È lungo l’elenco delle doglianze:

– L’EMERGENZA SALARIALE non è affrontata.  Si proroga la decontribuzione fino a € 35.000 già conquistata con il precedente Governo. Noi avevamo chiesto di portarla dal 2% al 5% (perché c’è almeno una mensilità da recuperare) e di introdurre un meccanismo automatico di indicizzazione delle detrazioni all’inflazione (cosiddetto recupero del drenaggio fiscale), di detassare gli aumenti previsti con i contratti nazionali e di assegnare loro, attraverso la via legislativa, un valore generale sancendo così un salario minimo e diritti normativi per tutte le forme di lavoro.

– In un Paese in cui le persone in povertà assoluta sono cresciute oltre i 5 milioni, il Governo non trova di meglio, per far cassa, che annunciare il superamento del REDDITO DI CITTADINANZA dal 2024, con una serie di inaccettabili penalizzazioni già nel 2023.

– Le MISURE FISCALI sono inique: la tassa piatta al 15% per i redditi da lavoro autonomo, fino a 85 mila euro, indica chiaramente la volontà di smantellare la struttura progressiva del nostro sistema fiscale e al tempo stesso rafforza l’iniquità di una misura che vede i lavoratori dipendenti e pensionati tassati il doppio di coloro che hanno redditi tre volte superiori. Inoltre, invece di dichiarare guerra all’evasione fiscale, assistiamo a “tregue” che hanno l’unico scopo di favorire chi le tasse non le ha pagate: uno schiaffo in faccia ai milioni di contribuenti onesti di questo Paese. Si limitano a tassare solo al 35% gli extraprofitti (vuol dire che il 65% non viene redistribuito) e in Italia i salari e le pensioni continuano ad essere tassati di più delle rendite finanziarie.

– La piaga della PRECARIETÀ che riguarda in particolare i giovani, le donne ed il Mezzogiorno viene addirittura rafforzata, in settori particolarmente fragili, attraverso la reintroduzione dei voucher, che rappresentano una vera e propria mercificazione del lavoro senza diritti e senza tutele, oltre a riproporre un modello che deprime l’economia.

– Non ci sono gli investimenti necessari per rafforzare la COESIONE SOCIALE e contrastare le disuguaglianze a partire dal sistema pubblico e dall’occupazione pubblica. In particolare mancano risorse per il diritto all’istruzione, per la sanità che ha affrontato e sta affrontando gli effetti drammatici della pandemia e sul versante del contrasto alla povertà assoluta, si cancellano strumenti essenziali come il reddito di cittadinanza, in cambio di voucher e social card.

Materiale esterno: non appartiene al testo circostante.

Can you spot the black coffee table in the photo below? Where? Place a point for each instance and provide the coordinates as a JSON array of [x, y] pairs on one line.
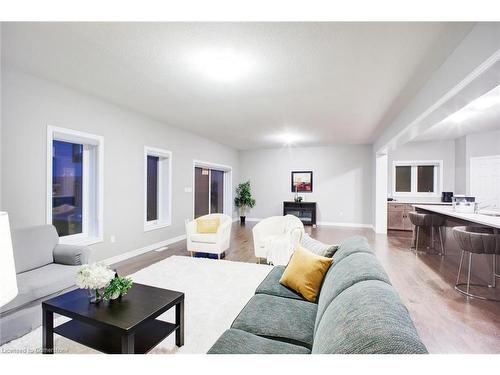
[[125, 326]]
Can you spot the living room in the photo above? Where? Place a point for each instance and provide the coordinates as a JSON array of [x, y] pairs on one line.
[[249, 187]]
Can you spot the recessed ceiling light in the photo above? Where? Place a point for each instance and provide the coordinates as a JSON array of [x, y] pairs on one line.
[[223, 64], [287, 138], [477, 106]]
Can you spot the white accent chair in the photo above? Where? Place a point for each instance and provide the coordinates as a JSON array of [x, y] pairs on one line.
[[212, 243], [276, 238]]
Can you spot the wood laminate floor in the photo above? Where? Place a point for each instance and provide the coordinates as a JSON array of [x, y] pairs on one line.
[[446, 321]]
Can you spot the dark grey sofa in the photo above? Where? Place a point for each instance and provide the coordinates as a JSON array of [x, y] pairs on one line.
[[358, 312], [44, 269]]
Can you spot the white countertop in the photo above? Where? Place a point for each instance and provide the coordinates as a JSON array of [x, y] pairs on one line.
[[421, 202], [491, 221]]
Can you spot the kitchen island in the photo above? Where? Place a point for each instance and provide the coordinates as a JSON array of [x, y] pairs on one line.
[[482, 264], [486, 220]]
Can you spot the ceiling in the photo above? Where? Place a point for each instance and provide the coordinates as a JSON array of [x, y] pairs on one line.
[[480, 115], [325, 83]]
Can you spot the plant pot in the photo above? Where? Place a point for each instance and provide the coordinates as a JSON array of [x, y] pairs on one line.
[[115, 295], [95, 295]]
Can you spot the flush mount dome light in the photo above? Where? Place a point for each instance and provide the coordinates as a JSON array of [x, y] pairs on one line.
[[223, 64]]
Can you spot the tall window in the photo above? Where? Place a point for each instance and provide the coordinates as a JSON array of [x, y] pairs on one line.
[[415, 178], [74, 185], [67, 195], [157, 181]]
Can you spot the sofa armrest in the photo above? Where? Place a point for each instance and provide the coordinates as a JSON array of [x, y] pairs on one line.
[[71, 255]]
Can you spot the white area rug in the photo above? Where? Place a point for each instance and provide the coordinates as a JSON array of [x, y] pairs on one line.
[[215, 292]]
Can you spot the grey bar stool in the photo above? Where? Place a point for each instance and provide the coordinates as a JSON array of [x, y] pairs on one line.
[[476, 240], [435, 222]]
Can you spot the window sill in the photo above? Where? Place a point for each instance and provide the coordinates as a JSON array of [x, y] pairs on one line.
[[416, 195], [150, 226], [80, 241]]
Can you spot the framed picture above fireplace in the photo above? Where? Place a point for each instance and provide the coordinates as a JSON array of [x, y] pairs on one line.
[[302, 181]]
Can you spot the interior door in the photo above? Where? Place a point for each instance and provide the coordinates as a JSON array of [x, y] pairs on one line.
[[208, 191], [201, 191], [216, 191]]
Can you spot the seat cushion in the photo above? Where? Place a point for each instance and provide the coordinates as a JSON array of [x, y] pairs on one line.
[[367, 318], [33, 246], [271, 285], [42, 282], [207, 224], [235, 341], [278, 318], [204, 237], [350, 270], [354, 244]]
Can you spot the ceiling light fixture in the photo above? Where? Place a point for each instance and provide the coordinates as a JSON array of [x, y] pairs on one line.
[[223, 64], [289, 138], [477, 106]]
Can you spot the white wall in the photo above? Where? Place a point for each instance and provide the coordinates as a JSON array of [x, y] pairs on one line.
[[461, 165], [480, 144], [438, 150], [0, 114], [341, 187], [30, 104]]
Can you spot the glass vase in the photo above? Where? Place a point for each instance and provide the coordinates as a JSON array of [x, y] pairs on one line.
[[95, 295]]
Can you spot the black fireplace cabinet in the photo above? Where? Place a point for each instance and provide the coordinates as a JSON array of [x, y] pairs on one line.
[[305, 211]]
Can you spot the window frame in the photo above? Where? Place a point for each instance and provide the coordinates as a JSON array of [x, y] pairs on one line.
[[164, 209], [414, 164], [92, 192]]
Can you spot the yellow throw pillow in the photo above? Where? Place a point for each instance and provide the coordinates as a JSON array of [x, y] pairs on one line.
[[305, 272], [207, 225]]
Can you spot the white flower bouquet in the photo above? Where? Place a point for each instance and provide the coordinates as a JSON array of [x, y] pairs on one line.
[[94, 277]]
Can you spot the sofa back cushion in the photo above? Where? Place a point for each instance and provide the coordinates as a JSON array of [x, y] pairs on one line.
[[354, 244], [353, 269], [33, 246], [367, 318]]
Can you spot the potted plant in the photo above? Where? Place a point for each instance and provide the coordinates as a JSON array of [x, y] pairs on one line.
[[244, 199], [94, 277], [117, 287]]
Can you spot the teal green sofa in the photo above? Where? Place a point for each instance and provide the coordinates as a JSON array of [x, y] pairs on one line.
[[358, 312]]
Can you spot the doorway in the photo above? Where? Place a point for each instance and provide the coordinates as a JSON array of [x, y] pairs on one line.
[[212, 189]]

Sulle PENSIONI ci si inventa un’ulteriore quota (stavolta siamo arrivati a quota 103) si peggiora l’opzione donna non si allarga l’Ape sociale e non si modifica in nulla la Legge Fornero. Noi abbiamo proposto al Governo e continuiamo a ritenere necessario:

l’uscita flessibile a partire dai 62 anni  il riconoscimento della diversa gravosità dei lavori la pensione di garanzia per i giovani e per chi ha carriere discontinue e “povere”  il riconoscimento del lavoro di cura  il riconoscimento della differenza di genere  l’uscita con 41 anni di contributi senza limiti di età.

Inoltre, senza alcun confronto preventivo con le Organizzazioni Sindacali, si interviene sul meccanismo di indicizzazione delle pensioni in essere tagliando così la loro rivalutazione rispetto all’inflazione per destinare 3,5mld così recuperati in favore del lavoro autonomo e per finanziare interventi che aumentano le disuguaglianze.

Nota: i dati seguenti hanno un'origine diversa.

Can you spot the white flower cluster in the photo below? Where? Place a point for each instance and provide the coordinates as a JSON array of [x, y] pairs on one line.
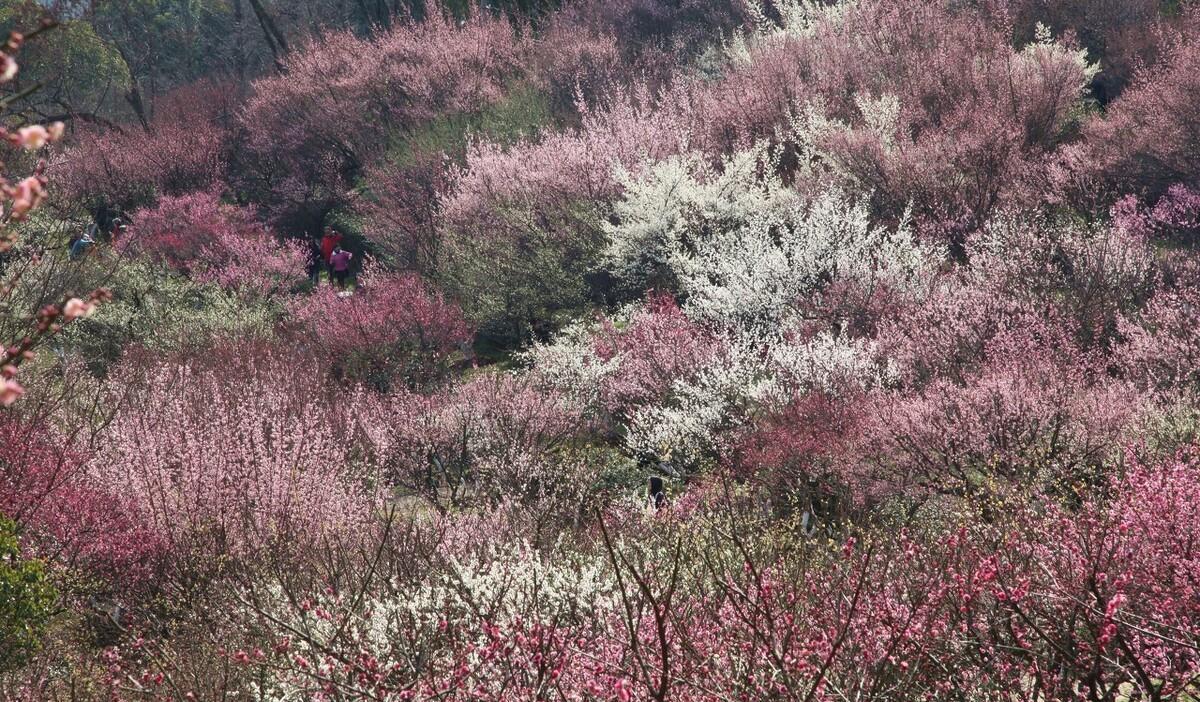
[[750, 377], [742, 247], [569, 363], [672, 204]]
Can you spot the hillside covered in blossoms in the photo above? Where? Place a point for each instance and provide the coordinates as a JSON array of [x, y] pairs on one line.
[[600, 351]]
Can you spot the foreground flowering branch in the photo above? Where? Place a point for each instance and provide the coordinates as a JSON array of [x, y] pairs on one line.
[[22, 198]]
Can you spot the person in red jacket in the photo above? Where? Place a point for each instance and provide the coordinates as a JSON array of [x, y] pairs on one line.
[[341, 264], [328, 244]]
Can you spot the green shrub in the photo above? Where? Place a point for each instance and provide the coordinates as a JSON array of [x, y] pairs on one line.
[[27, 600]]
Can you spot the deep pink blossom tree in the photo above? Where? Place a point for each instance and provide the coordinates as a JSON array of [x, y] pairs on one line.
[[393, 330], [217, 243]]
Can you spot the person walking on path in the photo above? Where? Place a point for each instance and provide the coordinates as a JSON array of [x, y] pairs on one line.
[[79, 246], [328, 244], [340, 262]]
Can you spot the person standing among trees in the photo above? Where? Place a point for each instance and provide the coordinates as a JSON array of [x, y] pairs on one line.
[[340, 263], [81, 245], [328, 244]]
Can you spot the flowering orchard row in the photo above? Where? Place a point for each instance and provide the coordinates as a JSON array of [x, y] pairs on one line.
[[899, 301]]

Sono assenti temi sui quali la legge di bilancio dovrebbe confrontarsi: ad esempio le POLITICHE INDUSTRIALI ED ENERGETICHE di un Paese che rappresenta la seconda manifattura europea e che deve affrontare la trasformazione digitale e la riconversione verde. Nei prossimi giorni chiederemo un confronto con tutte le forze politiche e richiederemo al Governo ed al Parlamento modifiche sostanziali.

 

Avevamo proposto un confronto vero. Il Governo non ci ha ascoltato, e contro scelte non ispirate a criteri di giustizia sociale, di solidarietà, senza alcuna visione di prospettiva anzi aumentando divisioni e disuguaglianze, al sindacato non resta che la mobilitazione. E in Puglia ci sono motivazioni ulteriori per sostenere la mobilitazione, diffondere e far conoscere le proposte della Cgil, partecipare allo sciopero.